Avid though pointed to two Supreme Court decision and to one Federal Court decision that Avid itself prosecuted that it said stood for the proposition that a “monetary consequence” of an appeal represents a continuing case or controversy.
The court here distinguished the Supreme Court cases,Nixon v. Fitzgerald, 457 U.S. 731 (1982), and Havens Realty Corp. v. Coleman, 455 U.S. 363 (1982), by noting that in both cases the parties had agreed on a liquidated damages sum that would either be paid or withheld depending on the outcome of the litigation. In each instance, the Supreme Court determined that the stipulated sum represented a reasonable attempt to ascertain damages that would be due if the court ultimately ruled in the plaintiffs' favor. The cases were not moot simply because the parties had agreed beforehand what those damages would be, the high court held.

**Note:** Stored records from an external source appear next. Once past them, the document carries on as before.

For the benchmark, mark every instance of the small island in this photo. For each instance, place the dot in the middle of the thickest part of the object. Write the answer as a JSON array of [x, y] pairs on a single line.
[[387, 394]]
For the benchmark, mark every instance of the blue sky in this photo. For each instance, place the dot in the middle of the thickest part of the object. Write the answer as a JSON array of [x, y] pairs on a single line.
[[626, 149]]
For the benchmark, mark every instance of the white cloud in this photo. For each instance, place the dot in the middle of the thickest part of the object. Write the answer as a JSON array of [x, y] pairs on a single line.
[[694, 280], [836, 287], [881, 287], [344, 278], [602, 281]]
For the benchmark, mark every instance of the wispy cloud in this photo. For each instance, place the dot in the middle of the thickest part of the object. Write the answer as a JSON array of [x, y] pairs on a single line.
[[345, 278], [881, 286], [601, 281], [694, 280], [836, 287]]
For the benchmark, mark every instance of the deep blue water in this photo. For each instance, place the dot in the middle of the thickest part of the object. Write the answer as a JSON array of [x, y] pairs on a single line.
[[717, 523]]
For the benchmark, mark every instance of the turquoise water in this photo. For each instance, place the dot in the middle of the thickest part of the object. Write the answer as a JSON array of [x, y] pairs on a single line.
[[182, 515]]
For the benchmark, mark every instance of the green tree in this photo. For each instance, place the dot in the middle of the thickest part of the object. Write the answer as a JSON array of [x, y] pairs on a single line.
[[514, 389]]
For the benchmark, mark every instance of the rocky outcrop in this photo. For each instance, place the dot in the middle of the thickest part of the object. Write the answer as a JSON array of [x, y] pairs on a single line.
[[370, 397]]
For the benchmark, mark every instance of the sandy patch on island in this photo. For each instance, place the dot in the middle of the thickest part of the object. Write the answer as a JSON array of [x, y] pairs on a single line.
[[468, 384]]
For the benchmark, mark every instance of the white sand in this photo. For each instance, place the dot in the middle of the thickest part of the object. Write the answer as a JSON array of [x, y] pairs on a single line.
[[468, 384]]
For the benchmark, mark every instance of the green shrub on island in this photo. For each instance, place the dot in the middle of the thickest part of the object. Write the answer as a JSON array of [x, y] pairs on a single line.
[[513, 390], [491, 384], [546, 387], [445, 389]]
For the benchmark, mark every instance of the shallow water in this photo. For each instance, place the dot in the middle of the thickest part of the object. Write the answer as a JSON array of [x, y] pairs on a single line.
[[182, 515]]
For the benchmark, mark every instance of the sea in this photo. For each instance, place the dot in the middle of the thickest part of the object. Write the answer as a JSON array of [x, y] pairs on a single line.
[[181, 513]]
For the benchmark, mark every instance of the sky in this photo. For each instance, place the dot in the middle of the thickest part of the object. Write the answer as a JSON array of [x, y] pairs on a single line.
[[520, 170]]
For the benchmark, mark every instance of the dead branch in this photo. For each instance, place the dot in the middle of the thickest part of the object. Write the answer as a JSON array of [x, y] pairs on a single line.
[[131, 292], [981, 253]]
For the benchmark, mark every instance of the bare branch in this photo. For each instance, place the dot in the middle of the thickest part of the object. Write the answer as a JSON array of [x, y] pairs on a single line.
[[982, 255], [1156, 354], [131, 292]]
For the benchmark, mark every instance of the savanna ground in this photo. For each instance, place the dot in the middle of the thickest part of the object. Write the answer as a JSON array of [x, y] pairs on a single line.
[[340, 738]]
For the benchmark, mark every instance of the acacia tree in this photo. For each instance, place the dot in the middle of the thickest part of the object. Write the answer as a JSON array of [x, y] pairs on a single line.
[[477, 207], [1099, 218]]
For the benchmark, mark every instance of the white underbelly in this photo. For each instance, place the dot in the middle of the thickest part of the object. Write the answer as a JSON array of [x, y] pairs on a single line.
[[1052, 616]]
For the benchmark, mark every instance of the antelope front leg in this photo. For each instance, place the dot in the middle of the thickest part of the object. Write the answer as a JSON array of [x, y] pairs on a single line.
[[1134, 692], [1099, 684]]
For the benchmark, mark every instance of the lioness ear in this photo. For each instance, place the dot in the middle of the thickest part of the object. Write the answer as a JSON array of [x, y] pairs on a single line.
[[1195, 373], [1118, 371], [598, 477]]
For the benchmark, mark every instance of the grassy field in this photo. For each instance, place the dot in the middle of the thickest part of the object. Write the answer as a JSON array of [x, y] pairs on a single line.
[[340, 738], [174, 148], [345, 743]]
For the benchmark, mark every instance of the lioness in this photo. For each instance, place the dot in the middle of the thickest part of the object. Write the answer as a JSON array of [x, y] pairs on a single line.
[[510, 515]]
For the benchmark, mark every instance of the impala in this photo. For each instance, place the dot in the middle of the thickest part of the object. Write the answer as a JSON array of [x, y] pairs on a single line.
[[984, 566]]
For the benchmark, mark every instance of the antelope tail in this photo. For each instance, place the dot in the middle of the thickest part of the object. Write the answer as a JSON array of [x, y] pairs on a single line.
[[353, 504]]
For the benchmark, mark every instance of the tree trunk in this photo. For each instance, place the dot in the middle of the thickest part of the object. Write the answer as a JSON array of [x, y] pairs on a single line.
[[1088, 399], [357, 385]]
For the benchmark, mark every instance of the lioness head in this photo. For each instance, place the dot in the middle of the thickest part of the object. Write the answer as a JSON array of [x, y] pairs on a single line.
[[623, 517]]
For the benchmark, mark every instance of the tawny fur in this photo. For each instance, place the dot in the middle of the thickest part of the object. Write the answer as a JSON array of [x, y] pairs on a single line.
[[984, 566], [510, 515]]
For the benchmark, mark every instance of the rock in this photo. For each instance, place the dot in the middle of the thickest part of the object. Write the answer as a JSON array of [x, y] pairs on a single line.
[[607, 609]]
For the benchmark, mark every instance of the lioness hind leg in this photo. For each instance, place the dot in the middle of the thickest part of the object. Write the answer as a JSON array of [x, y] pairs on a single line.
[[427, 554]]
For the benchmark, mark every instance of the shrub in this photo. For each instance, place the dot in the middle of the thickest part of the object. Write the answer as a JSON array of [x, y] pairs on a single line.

In this case, the court noted that the $50,000 contingency fee does not appear to be linked to a reasonable calculation of a stipulated damage award.
Similarly, the court found unpersuasive the other case in which Avid was a party. In Avid Information Systems Inc. v. Crystal Import Corp., 603 F.3d 967, 94 U.S.P.Q.2d 1845 (Fed. Cir. 2010) (82 PTD, 4/30/10), Avid had prevailed in a jury trial on infringement and obtained a damages award of $27,000. Avid was also awarded $6 million on its claim for unfair competition. However, the district court then ruled that the patent was uneforceable for inequitable conduct. The parties then settled for $3 million on the unfair competition claim. The settlement agreement, however, allowed Avid to appeal from the inequitable conduct ruling and if Avid was successful on appeal then the settlement agreement stated that the company would recoup the $27,000 damage award for infringement.
The Federal Circuit determined that the issue was not moot. Indeed, after noting that disposition of the $27,000 award depended on the fate of Avid's appeal, the court found that the amount was “not a token or arbitrary sum introduced for the purpose of manufacturing a controversy.”
But while the amount in Crystal Import was tied to the original infringement award, the $50,000 contingency fee in this case was “completely untethered to the value of any of the issues on appeal,” the court noted. The court said:
The $50,000 contingent payment does not reflect an actual damages award, as in Crystal Import, and it does not represent a liquidated damages award, as in Nixon and Havens. … Accordingly, the $50,000 cannot be fairly characterized as a reasonable estimate of a prospective damages award that would take the place of an adjudicated damages award following the appeal.
The court said that there was no case or controversy and thus it dismissed the appeal for mootness. Before dismissing the case, however, the court said that one-sided appeals were “highly unsatisfactory situation[s]” due to the lack of adversarial presentation. In some situations the one-sided appeals cannot be avoided, the court said. “But where, as in this case, the appellant has failed to satisfy us that the arrangement leading to the one-party appeal reflects the existence of a legitimate, continuing case or controversy, we decline to be a party to the exercise.”
The opinion was joined by Judge Alan D. Lourie and Judge Raymond C. Clevenger III.
Avid was represented by Christian Chadd Taylor of Kirkland & Ellis, Palo Alto, Calif.